Plötzlich wurde mir bewusst, dass es wohl Witwen waren, die ihren Mann im Zweiten Weltkrieg verloren hatten. Meine Neugierde verlangte nach einer Antwort auf die noch nicht gestellte Frage. Also bat ich den Beamten, der die Versammlung leitete, die Anwesenden nach Gruppen aufzurufen. Als er die Witwen bat, sich zu erheben, schien etwa die Hälfte der Anwesenden aufzustehen. Auf ihrem Gesicht spiegelten sich die schrecklichen Folgen der Grausamkeit des Krieges wieder. Ihre Hoffnungen waren zerschlagen, ihr Leben war in andere Bahnen gelenkt worden und in gewisser Weise war ihnen ihre Zukunft geraubt worden. Hinter jedem Gesicht verbarg sich tiefes persönliches Leid. Ich richtete meine Worte an sie und an alle, die diejenigen verloren hatten, die sie am meisten liebten.
Der Tod kennt keine Gnade
Vielleicht nicht so grausam und dramatisch, jedoch ebenso bewegend ist die Schilderung eines Menschenlebens in den Nachrufen unserer Zeit, wenn der unwillkommene Feind namens Tod die Bühne unseres irdischen Daseins betritt und den liebevollen Ehemann oder die geliebte Frau, oft noch in der Blüte des Lebens, oder unsere Kinder oder Enkelkinder aus unserer Mitte reißt. Der Tod kennt keine Gnade. Der Tod sieht nicht auf die Person, sondern sucht jeden auf seine heimtückische Art heim. Manchmal kommt er nach langem Leiden wie ein Segen, dann wieder greift er sich jemanden in der Blüte des Lebens.

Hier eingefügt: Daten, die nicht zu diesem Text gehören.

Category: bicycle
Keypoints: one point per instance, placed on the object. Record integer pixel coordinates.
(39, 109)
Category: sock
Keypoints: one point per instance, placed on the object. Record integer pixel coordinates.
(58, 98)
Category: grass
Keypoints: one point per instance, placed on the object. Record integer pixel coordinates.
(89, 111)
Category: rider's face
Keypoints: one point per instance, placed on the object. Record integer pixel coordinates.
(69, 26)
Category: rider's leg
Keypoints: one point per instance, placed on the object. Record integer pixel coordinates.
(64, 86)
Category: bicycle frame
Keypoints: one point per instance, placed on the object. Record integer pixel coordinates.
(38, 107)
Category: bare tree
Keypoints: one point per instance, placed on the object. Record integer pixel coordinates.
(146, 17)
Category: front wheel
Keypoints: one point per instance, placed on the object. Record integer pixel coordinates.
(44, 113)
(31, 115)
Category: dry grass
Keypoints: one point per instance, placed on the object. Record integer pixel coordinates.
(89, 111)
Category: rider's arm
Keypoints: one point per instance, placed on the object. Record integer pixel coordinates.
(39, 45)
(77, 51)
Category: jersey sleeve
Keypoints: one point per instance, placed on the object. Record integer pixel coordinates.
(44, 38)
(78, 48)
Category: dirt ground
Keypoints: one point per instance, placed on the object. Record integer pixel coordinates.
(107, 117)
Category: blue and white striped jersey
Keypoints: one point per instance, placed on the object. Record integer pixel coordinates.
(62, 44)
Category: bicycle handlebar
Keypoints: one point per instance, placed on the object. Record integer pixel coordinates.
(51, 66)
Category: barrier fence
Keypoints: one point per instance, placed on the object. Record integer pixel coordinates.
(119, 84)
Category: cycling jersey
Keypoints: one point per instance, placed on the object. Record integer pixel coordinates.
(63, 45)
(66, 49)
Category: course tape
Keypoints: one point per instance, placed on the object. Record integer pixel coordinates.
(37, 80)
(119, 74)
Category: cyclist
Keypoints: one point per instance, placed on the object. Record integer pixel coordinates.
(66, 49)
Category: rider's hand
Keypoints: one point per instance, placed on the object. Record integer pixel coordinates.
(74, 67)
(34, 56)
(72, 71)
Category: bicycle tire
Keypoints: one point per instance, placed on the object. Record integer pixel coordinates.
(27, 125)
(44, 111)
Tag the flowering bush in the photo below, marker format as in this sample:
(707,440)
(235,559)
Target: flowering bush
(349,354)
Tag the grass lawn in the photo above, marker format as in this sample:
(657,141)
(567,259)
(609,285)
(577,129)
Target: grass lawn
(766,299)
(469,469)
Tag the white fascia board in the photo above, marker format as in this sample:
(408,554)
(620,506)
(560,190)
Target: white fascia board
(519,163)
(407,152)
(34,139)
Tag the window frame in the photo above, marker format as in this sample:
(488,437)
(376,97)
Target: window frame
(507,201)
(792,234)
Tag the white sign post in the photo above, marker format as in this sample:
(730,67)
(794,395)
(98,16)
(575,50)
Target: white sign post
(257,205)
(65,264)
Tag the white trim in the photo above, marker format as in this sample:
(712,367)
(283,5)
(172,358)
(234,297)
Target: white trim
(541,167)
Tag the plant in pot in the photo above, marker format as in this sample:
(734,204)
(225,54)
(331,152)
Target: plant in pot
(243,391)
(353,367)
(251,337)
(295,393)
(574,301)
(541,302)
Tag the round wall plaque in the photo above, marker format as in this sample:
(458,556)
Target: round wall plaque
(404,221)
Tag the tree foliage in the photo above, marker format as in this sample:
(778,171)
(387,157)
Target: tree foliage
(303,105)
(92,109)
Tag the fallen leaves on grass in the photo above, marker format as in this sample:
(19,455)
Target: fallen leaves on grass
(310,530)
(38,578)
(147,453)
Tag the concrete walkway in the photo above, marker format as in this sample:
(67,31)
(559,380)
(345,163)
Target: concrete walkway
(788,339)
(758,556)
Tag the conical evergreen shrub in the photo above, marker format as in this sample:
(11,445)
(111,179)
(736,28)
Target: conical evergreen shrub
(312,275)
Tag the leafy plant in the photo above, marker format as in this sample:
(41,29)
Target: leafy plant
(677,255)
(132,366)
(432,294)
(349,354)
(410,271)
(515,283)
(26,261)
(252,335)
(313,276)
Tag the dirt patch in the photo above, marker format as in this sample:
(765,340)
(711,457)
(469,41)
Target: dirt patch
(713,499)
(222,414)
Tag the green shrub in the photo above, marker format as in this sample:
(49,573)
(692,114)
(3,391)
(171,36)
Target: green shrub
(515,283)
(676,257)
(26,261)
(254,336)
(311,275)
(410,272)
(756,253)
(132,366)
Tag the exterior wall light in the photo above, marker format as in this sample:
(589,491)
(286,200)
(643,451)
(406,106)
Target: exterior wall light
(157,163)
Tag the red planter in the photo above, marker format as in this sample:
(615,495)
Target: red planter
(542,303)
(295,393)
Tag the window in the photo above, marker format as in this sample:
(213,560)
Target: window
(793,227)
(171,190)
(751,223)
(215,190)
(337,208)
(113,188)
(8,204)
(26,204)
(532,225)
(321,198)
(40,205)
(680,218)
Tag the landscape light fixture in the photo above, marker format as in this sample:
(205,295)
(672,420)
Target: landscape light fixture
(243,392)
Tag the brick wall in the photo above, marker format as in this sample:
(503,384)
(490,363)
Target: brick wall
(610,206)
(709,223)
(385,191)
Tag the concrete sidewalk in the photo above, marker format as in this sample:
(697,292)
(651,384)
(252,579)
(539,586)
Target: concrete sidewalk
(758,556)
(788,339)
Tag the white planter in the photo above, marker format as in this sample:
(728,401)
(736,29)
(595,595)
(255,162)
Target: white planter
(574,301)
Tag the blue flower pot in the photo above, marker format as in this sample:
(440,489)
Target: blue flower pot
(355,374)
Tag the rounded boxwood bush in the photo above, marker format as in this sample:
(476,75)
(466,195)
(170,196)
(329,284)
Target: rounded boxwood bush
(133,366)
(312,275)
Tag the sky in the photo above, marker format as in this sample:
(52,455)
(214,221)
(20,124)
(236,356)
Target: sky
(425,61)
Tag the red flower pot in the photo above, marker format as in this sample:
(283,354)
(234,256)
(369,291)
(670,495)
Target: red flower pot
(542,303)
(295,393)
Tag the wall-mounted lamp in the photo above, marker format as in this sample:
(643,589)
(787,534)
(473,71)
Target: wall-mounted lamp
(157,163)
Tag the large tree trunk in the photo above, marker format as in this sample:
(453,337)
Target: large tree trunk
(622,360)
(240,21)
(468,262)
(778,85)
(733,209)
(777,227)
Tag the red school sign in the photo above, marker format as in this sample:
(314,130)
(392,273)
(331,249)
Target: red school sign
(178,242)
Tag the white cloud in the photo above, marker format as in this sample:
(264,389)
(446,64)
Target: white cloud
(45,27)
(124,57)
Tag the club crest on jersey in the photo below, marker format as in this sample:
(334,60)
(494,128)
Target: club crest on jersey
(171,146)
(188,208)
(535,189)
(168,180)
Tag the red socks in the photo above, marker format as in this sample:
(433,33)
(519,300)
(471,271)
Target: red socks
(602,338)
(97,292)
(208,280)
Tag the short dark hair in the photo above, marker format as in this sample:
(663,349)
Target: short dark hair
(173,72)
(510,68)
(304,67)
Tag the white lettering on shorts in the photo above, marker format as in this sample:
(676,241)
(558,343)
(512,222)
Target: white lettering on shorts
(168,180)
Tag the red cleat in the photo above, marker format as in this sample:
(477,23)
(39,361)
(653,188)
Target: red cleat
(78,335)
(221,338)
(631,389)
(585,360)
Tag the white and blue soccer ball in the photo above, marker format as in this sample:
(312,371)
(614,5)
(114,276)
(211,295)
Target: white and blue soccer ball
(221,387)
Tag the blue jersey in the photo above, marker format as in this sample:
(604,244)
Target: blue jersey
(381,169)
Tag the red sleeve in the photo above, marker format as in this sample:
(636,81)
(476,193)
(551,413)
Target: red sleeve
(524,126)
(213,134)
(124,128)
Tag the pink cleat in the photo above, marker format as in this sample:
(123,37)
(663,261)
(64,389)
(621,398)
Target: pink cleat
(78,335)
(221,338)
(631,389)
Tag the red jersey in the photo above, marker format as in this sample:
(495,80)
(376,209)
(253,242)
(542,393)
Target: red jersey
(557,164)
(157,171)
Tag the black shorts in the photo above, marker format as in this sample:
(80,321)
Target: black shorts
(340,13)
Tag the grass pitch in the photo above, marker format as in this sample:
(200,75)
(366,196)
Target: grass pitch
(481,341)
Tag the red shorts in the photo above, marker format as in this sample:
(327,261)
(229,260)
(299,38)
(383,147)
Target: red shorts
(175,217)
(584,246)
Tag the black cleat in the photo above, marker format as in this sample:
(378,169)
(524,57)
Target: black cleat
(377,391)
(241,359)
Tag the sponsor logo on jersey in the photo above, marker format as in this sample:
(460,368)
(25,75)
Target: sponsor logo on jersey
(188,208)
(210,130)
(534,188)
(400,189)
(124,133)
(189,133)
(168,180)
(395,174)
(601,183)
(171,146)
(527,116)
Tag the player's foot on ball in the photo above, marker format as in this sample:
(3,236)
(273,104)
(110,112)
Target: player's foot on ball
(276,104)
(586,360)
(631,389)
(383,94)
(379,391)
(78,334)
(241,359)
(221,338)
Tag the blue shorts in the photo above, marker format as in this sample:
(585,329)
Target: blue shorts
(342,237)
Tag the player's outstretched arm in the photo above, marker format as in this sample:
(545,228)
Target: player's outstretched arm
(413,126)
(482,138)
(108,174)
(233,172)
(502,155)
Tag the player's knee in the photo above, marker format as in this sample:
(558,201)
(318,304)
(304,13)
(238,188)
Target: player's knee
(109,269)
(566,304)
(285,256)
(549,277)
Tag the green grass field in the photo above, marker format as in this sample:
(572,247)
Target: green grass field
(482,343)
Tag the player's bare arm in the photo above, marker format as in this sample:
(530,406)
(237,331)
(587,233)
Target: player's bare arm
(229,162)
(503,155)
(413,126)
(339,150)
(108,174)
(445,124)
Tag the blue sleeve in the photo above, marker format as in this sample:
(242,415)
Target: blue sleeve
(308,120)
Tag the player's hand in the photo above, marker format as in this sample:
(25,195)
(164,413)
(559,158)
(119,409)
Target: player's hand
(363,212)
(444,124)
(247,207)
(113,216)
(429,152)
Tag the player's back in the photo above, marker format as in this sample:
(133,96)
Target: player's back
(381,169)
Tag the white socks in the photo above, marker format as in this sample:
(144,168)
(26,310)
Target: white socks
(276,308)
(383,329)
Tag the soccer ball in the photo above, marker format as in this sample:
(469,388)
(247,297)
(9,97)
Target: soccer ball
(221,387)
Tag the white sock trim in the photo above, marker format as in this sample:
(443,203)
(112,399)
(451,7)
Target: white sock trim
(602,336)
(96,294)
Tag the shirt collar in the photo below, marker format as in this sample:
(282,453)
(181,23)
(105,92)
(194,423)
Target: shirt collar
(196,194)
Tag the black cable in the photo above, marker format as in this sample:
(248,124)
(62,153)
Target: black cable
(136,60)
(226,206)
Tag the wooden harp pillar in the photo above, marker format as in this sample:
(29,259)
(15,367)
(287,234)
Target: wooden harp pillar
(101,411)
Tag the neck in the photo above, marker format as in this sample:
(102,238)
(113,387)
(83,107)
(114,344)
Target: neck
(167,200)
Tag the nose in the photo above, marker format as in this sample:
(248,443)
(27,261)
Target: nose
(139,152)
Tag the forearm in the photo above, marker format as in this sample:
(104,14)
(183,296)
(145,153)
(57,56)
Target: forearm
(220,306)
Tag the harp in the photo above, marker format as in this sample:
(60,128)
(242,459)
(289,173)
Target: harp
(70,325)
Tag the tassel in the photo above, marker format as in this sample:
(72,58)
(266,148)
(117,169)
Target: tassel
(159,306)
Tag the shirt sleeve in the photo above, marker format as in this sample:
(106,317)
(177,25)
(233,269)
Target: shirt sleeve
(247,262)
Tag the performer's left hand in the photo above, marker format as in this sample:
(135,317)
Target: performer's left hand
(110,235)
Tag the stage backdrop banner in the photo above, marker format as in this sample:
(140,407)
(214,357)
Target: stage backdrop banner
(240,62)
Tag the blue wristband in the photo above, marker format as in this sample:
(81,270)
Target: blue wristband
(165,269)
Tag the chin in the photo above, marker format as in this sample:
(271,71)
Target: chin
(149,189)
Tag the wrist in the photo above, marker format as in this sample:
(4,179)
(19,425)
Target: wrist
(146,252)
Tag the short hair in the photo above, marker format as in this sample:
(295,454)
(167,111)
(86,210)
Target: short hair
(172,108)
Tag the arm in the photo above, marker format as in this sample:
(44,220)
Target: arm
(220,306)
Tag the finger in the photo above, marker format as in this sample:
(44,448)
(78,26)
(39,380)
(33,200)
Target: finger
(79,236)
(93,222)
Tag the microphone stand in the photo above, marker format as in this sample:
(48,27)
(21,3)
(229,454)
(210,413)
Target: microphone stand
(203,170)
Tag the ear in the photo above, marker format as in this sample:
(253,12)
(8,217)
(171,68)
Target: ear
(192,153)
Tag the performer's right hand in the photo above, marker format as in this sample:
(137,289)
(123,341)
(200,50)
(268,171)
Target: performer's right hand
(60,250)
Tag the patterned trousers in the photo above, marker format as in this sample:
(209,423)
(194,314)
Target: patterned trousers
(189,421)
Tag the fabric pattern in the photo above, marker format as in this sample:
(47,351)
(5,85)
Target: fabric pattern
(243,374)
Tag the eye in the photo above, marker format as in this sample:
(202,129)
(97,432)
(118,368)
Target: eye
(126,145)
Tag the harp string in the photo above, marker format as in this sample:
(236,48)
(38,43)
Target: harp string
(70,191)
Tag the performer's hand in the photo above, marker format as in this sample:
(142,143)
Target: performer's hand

Wie in alter Zeit stellt sich der Untröstliche oft und leise die alte Frage: „Gibt es denn keinen Balsam in Gilead?“1„Warum ich? Warum gerade jetzt?“ Der Text eines schönen Liedes kann uns teilweise Antwort geben:
Wo wird mir Trost zuteil, wo find ich Frieden,
wenn keine Hilfe da, mich zu befrein,
wenn meinem wunden Herz Kummer beschieden
und ich mich ganz verlier in Seelenpein? …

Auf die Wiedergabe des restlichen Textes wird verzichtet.